Hmm. That looks like a gaping hole in our privacy of our students’ data. A big one.
But it doesn’t stop there.
We may receive similar Information from third parties including public sources, our related companies, your organization, your representatives, information service providers, social media and the parties with whom we exchange Information as described here.
By using their products, you also give them permission to cross-reference your data with data they get from third parties, including the data the institution provides to them. And data brokers. And any social media profiles they can match to you, or that you were logged into your web browser with. Facebook, anyone? Apologies if you sleep poorly after hearing this, but data collected by education publishers is being curated into a massive dataset about you. You, yes you. And this data is exchanged all the time. Under these terms, no student data collected in the use of these products is safe from abuses we are aware of, or that will be thought up down the line.
We could go on, but I want to point out one more part of VitalSource’s TOS that needs to be addressed. Under the section titled VitalSource’s use of your Information, we skip down to the last line. It’s a juicy one:
We may aggregate and/or de-identify Information collected through the Products. We may use de-identified or aggregated data for any purpose and may share it with any third parties.
Well, shit.
Let’s forget for a moment that this TOS doesn’t even explain how your information is de-identified – nor ensuring that it can’t be re-identified after the fact, the likelihood of which increases dramatically with each additional data point about you. Let’s just focus on the permissions we grant publishers like VitalSource when we use their products.
Any purpose.
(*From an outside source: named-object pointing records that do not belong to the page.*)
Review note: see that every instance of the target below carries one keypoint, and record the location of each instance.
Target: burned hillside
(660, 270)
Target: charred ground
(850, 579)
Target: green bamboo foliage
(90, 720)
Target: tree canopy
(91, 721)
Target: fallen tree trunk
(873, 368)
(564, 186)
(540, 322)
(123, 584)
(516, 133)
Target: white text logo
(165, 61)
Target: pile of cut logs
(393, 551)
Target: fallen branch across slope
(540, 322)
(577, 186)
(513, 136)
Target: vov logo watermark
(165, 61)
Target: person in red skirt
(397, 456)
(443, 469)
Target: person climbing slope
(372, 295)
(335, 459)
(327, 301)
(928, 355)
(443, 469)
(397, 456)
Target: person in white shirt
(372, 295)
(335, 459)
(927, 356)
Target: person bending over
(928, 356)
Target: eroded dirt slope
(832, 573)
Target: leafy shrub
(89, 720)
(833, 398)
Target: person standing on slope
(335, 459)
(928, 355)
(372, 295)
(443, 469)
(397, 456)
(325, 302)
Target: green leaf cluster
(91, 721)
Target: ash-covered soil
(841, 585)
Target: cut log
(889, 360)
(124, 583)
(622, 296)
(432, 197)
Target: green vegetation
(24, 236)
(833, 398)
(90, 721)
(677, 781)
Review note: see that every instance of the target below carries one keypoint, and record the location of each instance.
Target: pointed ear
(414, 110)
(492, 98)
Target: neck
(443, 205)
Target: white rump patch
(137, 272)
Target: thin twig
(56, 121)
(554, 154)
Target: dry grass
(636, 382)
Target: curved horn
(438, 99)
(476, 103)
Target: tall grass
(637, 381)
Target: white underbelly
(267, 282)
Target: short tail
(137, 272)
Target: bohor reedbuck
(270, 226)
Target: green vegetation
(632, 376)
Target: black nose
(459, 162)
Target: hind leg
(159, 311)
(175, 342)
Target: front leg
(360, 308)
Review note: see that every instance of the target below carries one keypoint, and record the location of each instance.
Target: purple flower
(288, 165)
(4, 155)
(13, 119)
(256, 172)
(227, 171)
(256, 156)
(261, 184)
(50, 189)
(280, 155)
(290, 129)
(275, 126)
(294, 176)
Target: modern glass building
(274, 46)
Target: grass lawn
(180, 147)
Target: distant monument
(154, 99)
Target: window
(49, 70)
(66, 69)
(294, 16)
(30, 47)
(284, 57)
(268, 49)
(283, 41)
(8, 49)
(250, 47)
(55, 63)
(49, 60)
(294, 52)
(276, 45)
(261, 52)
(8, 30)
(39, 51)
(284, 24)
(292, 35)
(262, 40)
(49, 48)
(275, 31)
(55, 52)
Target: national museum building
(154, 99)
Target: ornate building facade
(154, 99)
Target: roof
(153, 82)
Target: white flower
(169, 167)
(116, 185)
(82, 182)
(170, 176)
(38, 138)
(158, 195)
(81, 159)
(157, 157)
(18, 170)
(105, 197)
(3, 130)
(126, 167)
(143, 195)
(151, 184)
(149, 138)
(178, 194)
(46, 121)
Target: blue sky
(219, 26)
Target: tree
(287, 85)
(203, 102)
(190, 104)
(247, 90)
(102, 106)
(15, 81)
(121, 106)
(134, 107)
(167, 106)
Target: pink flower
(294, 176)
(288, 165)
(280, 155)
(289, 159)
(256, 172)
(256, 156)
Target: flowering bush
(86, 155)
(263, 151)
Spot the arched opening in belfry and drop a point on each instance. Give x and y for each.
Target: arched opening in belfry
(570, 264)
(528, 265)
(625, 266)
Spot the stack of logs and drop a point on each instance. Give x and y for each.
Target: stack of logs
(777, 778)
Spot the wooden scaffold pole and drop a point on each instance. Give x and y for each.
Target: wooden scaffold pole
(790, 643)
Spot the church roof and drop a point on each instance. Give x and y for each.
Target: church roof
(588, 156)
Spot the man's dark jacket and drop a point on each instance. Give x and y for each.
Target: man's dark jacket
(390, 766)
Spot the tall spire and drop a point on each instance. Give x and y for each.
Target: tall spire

Any third parties.
Think about that for a moment.
This quick examination of the TOS for VitalSource products surely meets the threshold for “possible problems with student data sharing” for any responsible educational institution. If it doesn’t, then frankly I don’t know what to tell you. Universities need to sound the alarm.
But here’s the kicker, as there usually is.
These are the terms that VitalSource made publicly available, the terms they allow us to see. What terms live in the EULAs that students click through? The publishers actively hide these terms. What’s in them?
I’m still waiting for Pearson, Cengage, and the other major digital textbook publishers who syphon-and-sell our students’ data to come clean and at the very least show us their current EULAs. Where we go from there will depend on what’s inside them, but we can’t know until they are surfaced.